紅葉が合図のように、島のあちこちで干し柿づくりが始まる。
我が家も含めて営業用に肥培管理する柿の木はなく半野生化しているので、実を着ける年と着けない年と裏表があるようだ。
毎年同じように実を着けて欲しいというのは、実を食す側の勝手な意向であって、柿の木の側にしてみれば知ったことではないだろう。
土も含めて完全にお天道さまのエネルギーだけに頼って育った果実なので、実だけをちゃっかりかすめ取る島民の側は、海のヒジキ同様に柿の実も、生産しているというのはまことにおこがましい言い方で、採集させてもらっているだけなのだ。
それにしても我が家の庭にある柿の木は、昨年も300個近い実を収穫させてもらったのに、今年も昨年に近い数の実を着けた。

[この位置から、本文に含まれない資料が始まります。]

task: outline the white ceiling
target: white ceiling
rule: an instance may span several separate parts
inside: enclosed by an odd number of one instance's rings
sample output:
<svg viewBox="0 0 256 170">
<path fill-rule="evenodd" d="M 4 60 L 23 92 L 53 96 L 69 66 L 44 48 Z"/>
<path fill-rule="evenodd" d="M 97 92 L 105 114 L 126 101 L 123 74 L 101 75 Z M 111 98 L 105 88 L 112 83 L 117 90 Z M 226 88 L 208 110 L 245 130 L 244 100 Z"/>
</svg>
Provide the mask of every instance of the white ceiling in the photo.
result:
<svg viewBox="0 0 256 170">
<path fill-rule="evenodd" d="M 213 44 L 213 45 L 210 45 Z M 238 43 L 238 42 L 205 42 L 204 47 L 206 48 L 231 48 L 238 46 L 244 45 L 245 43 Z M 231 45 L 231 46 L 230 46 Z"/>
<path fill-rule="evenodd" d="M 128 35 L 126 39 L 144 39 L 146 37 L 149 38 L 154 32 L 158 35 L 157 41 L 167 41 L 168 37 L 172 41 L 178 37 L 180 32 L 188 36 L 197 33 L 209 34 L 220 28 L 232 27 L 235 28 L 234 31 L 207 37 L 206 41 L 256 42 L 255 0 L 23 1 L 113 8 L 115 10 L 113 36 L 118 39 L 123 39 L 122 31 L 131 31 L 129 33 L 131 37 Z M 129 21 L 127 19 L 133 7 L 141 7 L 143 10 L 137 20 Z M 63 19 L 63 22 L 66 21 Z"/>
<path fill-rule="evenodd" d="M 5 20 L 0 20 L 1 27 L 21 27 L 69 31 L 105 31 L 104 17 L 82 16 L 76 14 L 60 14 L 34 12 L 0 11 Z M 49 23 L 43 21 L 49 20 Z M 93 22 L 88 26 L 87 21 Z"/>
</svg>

私が幼少の頃にはすでに今の樹姿だったのでかなりの樹齢だと考えると、ちょっと頑張り過ぎではないかと家主の方がかえって心配になってくるが、せっかく着けてくれた実なので、木守り用の1個を残してありがたく干し柿にさせてもらった。
これまた、ハゼノキの紅葉を合図のように紅くなってきたのが卵を産むのを休んでいたコッコのとさか(鶏冠)だ。
そして先日思いだしたように卵を産み落として、それから毎日のように1個ずつ産んでくれている。
コッコが「再稼働」したのだ! 律義にも、とさかの色の変化は再稼働の事前通告だった。
柿の木が実を着けるのを休むのもコッコが卵を産むのを止めて巣籠りするのも、動植物として当然のことだから、自然の摂理にしたがって時がくれば再稼働するのも至極当然のことだと素直に思える。
人間の都合だけの、自然の摂理に全く反している人為的装置の原発とは決定的に再稼働の意味が違う、と私は思うのだ。
柿の木もコッコも、人間の都合を優先して安定して実を着けたり卵を産んだりさせようとすれば、自然の摂理からどんどん乖離していって、柿の実生産装置や鶏卵生産機になってしまう。
そうなると、彼らを安易に稼働させることは、農薬の過剰投与による沈黙の春や、鳥インフルエンザの大規模感染などを呼び込むことになり、原発同様に「再稼働STOP!」と言わざるをえない。